CHAPTER XX.
AND AGAIN GOOD-BYE

Bayre saw that nothing was to be got out of the sullen peasant woman, so he led her out of the room, and into the hall, where Olwen, who had heard the noise of loud voices, was standing at the foot of the staircase.

Marie Vazon looked at her with an insolent frown.

“What was that noise?” asked Olwen. “And what was it that dropped or was thrown out of the window?”

Marie laughed harshly.

“Nothing of yours,” she replied insolently. “And nothing that you need concern yourselves about, either of you. Better hold your tongues about us, as well as about your uncle, if you want to keep the family respected. And you, monsieur, you can let me go. You will get nothing out of me, I can tell you.”

Bayre quite agreed with her on this point, and he drew the bolts of the door and let her out. He wanted to follow her, and to find out what she and her father were going to do with the booty they had obtained from the mansion; especially was he anxious to know what had become of the iron box which Marie had thrown out of the window to her father. But Olwen was suffering so severely from nervous shock, consequent upon the events of the day and the disturbance of the night, that she begged him not to leave the house until morning, alleging the terror she felt at the thought of being alone in the house with her disabled guardian and with two women-servants, both of whom were in a state of panic themselves.

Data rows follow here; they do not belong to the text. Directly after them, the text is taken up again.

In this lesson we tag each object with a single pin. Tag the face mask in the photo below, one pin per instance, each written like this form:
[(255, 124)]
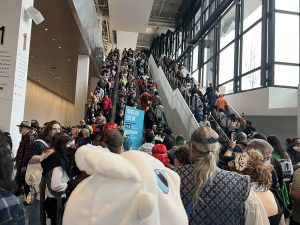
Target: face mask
[(296, 148)]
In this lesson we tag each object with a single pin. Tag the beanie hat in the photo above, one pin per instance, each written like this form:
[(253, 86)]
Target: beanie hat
[(129, 189), (160, 152)]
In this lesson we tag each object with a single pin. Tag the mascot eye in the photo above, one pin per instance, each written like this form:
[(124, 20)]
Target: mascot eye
[(162, 181)]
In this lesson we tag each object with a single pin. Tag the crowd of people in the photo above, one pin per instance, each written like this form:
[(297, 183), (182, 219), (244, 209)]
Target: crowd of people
[(238, 176)]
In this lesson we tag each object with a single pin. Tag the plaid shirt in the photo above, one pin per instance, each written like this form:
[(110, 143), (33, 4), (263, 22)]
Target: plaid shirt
[(11, 211)]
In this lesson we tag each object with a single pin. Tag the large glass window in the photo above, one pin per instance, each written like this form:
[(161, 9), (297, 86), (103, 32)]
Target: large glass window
[(208, 46), (197, 21), (287, 5), (226, 88), (207, 73), (251, 57), (195, 75), (286, 38), (195, 58), (286, 75), (227, 32), (226, 64), (252, 12), (251, 81)]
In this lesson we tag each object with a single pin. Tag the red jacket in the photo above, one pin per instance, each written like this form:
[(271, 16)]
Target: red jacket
[(107, 104)]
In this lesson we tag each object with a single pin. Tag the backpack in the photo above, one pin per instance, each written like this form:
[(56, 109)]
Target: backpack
[(60, 205), (34, 171), (287, 169)]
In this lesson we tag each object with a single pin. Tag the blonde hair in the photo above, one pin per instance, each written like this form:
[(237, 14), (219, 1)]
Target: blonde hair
[(256, 168), (204, 141)]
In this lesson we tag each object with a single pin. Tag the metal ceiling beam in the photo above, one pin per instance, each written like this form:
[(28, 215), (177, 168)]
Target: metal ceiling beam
[(156, 21)]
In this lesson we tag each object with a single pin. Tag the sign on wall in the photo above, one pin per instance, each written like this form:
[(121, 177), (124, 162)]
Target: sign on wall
[(133, 125)]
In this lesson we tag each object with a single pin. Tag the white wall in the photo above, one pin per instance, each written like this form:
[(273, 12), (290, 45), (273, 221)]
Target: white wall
[(271, 101), (282, 126), (44, 106)]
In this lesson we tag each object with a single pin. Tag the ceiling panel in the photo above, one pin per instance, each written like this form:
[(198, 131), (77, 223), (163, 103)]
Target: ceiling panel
[(55, 45), (129, 15)]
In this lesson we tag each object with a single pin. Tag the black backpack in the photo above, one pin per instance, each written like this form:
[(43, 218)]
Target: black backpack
[(46, 182)]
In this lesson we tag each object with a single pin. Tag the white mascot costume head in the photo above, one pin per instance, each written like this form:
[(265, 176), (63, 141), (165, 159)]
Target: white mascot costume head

Although he feared that this delay would enable the Vazons to get away with some valuable stolen property, the young man was unable to turn a deaf ear to the girl’s pleading; and he therefore spent the rest of the night in an uneasy patrol of the mansion, after shutting down the window through which Marie had communicated with her father, and cast out, as he could not but doubt, some of her master’s property.

With the first rays of morning, however, he had decided to go to the cottage of the Vazons in the hope that he might yet be in time to intercept their flight. But an unexpected obstacle was placed in his way. Olwen met him as he was drawing the bolt of the door, and told him that his uncle wished to see him.

She led him upstairs to the door of the old man’s room, where Bayre was rather surprised to find the invalid dressed and sitting in an easy chair by the embers of the fire. The curtains were still drawn, and the great room, which looked so cosy by candle-light, seemed cheerless as the grey morning light fell upon the ashes in the grate and upon the bent head of the old man in the chair.